February 23rd, 2010 by THE ARTICLES SHOWN ARE FOR INFORMATION ONLY AND DO NOT CONSTITUTE ADVICE OR RECOMMENDATION

Newcastle Building Society has joined the 90% LTV market by launching a two-year fixed rate mortgage and a two-year tracker mortgage. The fixed-rate mortgage is available at 5.95% with a £499 completion fee and a £195 reservation fee while the tracker is available at 4.60%, or Bank of England base rate plus 4.10%, with the same fees applicable.
Both deals are for purchase only, and will be available via the Newcastle’s branches and through its direct mortgage operations centre.

The products allows multiples of up to 3.25 times an individual’s annual salary, or three times the joint salary of a couple.
Steve Urwin, senior sales and marketing executive at Newcastle Building Society, says: “We know there is still the demand throughout the UK from many consumers that want to buy their first home.

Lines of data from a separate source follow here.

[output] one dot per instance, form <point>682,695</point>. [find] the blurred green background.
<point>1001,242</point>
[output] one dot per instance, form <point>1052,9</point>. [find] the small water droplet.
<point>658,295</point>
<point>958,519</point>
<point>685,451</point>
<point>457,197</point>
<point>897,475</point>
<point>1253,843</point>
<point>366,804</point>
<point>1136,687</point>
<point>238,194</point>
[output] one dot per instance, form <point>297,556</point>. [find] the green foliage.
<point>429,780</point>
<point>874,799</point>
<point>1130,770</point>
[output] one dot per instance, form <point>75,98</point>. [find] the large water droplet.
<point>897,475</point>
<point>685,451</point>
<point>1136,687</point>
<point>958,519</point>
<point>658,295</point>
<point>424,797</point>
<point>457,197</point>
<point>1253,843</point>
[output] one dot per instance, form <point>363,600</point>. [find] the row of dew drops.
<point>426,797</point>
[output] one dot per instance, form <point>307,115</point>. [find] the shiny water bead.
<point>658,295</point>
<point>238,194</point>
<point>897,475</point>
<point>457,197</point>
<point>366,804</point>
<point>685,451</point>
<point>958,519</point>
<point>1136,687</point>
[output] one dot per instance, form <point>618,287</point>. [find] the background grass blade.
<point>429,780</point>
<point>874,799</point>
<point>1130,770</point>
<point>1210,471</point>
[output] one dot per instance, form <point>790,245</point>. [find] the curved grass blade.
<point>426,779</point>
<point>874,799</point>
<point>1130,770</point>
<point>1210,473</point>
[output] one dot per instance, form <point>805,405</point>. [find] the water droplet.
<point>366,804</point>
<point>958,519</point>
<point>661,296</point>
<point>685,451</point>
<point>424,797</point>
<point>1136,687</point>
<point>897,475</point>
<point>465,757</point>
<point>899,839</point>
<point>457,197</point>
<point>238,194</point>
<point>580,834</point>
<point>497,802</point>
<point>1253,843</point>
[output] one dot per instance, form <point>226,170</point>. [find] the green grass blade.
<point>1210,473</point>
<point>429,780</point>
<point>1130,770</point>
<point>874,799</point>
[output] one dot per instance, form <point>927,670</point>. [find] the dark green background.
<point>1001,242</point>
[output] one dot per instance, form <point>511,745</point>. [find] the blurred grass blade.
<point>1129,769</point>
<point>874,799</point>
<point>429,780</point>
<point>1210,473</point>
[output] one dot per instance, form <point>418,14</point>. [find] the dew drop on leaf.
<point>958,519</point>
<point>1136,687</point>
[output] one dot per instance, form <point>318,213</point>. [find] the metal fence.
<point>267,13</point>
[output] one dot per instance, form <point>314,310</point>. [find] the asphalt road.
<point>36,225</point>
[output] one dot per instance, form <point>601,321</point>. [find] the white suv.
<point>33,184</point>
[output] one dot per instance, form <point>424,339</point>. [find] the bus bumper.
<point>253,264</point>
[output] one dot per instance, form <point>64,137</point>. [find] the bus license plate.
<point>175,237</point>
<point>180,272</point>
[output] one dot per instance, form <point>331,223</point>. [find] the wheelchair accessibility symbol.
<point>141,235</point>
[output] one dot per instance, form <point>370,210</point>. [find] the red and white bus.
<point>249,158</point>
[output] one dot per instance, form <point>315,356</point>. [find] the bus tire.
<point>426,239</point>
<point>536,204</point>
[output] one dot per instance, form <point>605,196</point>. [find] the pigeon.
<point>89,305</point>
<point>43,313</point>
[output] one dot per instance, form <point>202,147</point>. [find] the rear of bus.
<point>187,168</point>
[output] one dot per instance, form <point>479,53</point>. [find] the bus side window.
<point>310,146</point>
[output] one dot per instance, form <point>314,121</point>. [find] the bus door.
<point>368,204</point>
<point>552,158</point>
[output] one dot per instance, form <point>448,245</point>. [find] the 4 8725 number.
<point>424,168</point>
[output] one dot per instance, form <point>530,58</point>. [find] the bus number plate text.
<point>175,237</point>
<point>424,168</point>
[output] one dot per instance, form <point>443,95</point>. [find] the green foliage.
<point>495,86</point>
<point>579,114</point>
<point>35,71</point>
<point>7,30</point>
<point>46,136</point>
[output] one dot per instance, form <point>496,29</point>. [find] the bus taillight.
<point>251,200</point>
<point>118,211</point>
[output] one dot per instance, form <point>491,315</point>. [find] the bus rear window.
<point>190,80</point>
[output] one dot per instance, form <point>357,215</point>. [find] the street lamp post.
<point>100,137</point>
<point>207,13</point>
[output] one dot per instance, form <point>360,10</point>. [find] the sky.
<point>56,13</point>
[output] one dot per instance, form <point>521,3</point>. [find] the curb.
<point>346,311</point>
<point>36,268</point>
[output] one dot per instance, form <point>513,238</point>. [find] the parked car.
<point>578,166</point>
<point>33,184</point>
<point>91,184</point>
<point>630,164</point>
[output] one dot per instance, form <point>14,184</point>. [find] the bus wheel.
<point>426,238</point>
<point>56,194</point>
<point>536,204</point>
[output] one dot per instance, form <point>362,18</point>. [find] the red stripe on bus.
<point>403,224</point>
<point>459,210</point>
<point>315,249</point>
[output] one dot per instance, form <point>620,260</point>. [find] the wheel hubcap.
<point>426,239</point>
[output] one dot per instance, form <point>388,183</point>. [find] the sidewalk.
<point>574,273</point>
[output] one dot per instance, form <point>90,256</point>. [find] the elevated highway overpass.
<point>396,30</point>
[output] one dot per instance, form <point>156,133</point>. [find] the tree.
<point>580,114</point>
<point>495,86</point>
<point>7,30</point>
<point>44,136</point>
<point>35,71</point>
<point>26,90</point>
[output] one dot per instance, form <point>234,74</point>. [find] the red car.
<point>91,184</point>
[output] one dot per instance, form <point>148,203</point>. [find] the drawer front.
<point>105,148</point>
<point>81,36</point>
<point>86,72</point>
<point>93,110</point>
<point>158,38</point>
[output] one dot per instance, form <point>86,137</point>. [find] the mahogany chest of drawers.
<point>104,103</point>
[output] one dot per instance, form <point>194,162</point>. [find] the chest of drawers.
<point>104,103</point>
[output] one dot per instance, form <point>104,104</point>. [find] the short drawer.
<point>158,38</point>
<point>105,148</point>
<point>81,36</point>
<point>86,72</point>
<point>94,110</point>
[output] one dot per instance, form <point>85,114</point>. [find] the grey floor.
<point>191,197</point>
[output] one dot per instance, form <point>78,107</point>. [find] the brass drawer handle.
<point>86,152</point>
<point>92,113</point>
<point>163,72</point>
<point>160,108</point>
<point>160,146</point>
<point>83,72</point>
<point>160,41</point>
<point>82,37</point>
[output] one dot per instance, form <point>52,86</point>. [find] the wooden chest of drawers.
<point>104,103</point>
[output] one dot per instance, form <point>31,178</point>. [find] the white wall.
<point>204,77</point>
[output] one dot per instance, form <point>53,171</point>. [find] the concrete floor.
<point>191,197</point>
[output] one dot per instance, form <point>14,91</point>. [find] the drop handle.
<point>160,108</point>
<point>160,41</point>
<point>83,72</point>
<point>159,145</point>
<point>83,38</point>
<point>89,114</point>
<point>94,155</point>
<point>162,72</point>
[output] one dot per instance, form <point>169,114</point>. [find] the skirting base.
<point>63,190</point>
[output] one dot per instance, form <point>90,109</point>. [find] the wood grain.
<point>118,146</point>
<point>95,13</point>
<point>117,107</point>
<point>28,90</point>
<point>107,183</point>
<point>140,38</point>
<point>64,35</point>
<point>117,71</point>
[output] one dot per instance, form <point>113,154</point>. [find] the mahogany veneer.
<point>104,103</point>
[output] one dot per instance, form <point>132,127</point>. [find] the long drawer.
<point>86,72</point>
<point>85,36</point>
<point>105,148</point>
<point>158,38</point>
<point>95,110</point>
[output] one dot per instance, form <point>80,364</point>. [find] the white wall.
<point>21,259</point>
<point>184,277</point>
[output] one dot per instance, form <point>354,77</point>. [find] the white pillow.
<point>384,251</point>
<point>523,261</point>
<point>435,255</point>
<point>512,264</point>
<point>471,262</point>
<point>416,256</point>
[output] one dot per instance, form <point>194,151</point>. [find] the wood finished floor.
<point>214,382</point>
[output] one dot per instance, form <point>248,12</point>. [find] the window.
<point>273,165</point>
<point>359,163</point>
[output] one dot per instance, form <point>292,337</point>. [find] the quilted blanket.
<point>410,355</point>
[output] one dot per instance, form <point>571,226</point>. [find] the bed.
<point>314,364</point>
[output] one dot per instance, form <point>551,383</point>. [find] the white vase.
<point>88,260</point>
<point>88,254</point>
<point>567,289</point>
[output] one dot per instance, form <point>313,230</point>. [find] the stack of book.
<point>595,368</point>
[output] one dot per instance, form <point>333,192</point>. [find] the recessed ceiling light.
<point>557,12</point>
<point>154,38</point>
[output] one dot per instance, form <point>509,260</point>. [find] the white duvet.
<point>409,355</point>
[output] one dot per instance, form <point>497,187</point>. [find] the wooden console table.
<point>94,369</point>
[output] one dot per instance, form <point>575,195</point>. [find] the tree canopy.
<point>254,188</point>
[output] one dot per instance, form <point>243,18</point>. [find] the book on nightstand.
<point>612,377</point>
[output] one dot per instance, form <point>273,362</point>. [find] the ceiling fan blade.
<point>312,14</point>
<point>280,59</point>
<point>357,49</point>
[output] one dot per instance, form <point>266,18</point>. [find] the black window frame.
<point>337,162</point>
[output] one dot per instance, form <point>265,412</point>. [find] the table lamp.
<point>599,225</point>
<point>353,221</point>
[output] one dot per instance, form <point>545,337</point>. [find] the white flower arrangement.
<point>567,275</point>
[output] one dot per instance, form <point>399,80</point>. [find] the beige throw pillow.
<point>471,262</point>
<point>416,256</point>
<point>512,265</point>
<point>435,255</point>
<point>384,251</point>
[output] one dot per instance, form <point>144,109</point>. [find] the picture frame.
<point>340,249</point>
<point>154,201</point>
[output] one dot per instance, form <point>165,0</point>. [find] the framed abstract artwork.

“With house prices beginning to recover and a lot of homes remaining affordable to many first-time buyers, we have created these products to give them the opportunity to get onto the property ladder, while encouraging both responsible borrowing and lending practices.”
“The terms and rates we’re offering compare extremely favourably with other products currently on the market without demanding the applicant take other products to qualify for the deal.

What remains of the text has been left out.